He joined the end of the line, moving up with others. Looking at a body sometimes helps, if only psychologically, he told himself again. He had to zero in, so to speak, to get a better understanding of someone who was possibly involved.
Peddlers swarmed, hawking watches, lighters, and all sorts of small decorations and gadgets bearing the name of Mao. Chen picked up a watch with an ingeniously designed dial – it showed Mao in a green army uniform with the armband of the Red Guard. The pendulum consisted of Mao’s hand waving majestically on top of Tiananmen Gate, endless like time itself.
A security guard hurried over, shooing away the peddlers like insistent flies. Raising a green-painted loudspeaker, he urged the visitors to purchase flowers in homage to the great leader. Several people paid for the yellow chrysanthemums wrapped in plastic as the line swerved into the large courtyard. Chen did as well. There was also a mandatory booklet on all the great contributions Mao made to China, and he bought a copy, but didn’t open it.
Scarcely had the line of people turned into the north hall, however, when they were ordered to lay the flowers beneath a white marble statue of Mao standing in relief against an immense tapestry of China’s mountains and rivers in the brilliantly lit background.
“Shameless,” a square-faced man in the line cursed. “Only a minute after you’ve paid for the chrysanthemums.

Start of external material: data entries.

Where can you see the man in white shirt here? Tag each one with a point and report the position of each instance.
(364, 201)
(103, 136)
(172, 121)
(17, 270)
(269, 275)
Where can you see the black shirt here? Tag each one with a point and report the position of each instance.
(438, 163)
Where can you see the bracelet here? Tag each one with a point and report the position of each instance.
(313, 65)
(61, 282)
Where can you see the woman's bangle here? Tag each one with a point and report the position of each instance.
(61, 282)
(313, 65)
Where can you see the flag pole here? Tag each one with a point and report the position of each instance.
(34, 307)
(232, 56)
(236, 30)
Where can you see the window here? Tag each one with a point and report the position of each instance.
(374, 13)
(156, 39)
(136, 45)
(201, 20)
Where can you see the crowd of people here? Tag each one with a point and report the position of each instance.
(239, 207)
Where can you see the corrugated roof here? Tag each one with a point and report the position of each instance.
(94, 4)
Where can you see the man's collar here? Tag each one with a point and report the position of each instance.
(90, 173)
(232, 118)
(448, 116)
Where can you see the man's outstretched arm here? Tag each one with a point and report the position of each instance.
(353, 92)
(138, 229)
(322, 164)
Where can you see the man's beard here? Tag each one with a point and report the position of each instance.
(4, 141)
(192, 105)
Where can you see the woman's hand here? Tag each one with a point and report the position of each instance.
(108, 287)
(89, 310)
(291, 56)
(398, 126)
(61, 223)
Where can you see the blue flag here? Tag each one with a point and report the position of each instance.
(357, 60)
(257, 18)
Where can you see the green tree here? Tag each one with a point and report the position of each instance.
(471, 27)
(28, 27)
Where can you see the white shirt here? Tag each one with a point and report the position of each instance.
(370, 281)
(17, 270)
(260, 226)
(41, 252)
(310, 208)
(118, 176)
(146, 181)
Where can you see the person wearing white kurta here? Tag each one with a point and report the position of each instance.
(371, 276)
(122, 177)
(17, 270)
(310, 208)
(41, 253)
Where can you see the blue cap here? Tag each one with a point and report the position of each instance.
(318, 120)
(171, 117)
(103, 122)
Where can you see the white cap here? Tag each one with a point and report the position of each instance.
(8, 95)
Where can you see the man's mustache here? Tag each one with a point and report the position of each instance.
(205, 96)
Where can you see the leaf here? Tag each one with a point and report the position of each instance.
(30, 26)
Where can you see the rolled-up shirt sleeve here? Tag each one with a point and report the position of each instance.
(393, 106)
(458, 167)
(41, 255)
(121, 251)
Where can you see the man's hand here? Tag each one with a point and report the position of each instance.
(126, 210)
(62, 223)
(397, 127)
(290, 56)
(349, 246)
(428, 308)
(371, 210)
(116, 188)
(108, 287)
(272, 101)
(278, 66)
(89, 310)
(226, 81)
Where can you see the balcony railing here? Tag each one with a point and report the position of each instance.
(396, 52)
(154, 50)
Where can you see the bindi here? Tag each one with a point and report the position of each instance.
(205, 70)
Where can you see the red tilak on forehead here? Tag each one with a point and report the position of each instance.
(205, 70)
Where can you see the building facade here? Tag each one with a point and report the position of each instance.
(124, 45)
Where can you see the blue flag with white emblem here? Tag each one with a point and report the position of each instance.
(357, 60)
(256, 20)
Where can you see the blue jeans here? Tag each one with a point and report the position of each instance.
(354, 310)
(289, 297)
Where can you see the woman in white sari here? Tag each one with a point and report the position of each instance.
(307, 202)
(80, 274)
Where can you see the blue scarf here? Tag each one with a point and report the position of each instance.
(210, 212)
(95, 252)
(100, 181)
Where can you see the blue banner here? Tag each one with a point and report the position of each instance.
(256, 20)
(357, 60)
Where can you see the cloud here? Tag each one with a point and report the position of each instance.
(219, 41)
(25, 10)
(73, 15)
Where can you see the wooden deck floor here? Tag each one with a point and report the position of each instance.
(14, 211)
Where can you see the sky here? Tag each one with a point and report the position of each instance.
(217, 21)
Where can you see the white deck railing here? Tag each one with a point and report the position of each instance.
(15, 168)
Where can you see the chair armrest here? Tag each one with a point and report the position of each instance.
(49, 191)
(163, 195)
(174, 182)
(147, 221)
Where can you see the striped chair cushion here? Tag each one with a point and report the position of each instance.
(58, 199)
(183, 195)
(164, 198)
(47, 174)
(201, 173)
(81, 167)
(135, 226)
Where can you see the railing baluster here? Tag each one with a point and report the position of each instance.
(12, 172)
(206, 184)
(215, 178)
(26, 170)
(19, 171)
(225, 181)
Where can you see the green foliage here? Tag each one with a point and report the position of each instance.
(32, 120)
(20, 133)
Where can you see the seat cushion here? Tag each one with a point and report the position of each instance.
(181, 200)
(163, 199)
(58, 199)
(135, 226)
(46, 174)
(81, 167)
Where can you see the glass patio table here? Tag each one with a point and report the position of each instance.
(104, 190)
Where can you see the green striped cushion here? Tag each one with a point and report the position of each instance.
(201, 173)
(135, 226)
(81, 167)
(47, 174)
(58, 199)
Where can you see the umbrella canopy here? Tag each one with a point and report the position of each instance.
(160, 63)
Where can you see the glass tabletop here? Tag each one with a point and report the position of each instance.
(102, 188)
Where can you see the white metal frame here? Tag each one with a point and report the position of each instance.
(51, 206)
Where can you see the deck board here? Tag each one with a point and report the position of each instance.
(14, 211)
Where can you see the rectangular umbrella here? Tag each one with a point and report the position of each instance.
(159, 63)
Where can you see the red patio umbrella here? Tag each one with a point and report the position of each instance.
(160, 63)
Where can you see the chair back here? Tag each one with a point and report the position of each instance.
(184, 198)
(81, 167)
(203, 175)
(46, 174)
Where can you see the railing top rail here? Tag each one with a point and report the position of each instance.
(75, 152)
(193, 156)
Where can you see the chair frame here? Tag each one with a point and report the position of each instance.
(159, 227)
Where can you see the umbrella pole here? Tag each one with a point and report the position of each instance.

They cash in on the dead by reselling the flowers.”
“But at least they are not charging an entrance fee,” a long-faced man said. “At all the other parks in Beijing, you now have to buy tickets.”
“Do you think I would come here if I had to buy a ticket?” the square-faced man retorted. “They just want to keep up the long lines by promising no charge.”
Chen wasn’t so sure about that, but it took no less than half an hour for the line to edge into the Hall of Last Respects, and then to move up, finally, to the crystal coffin, in which Mao lay in a gray Mao suit, draped with a large red flag of the Chinese Communist Party, with honor gaurds solemnly standing around, motionless like toy soldiers.
In spite of his anticipation, Chen was stunned at the sight of Mao. So majestic on the screen of Chen’s memory, Mao now appeared shrunken, shriveled out of proportion, his cheeks hollow like dried oranges, his lips waxy, heavily painted. The little hair he had left looked somehow pasted or painted.
Chen had stood close to Mao in the crystal coffin for less than a minute before he was compelled to move on. Visitors behind him were edging up and pushing.
Instead of turning into the Memorial Chamber with pictures and documents about Mao on display, Chen headed straight to the exit.
Once out of the Memorial Hall, he inhaled a deep breath of fresh air. Peddlers again came rushing over. It was close to twelve, so he decided to start moving in the direction of his appointment.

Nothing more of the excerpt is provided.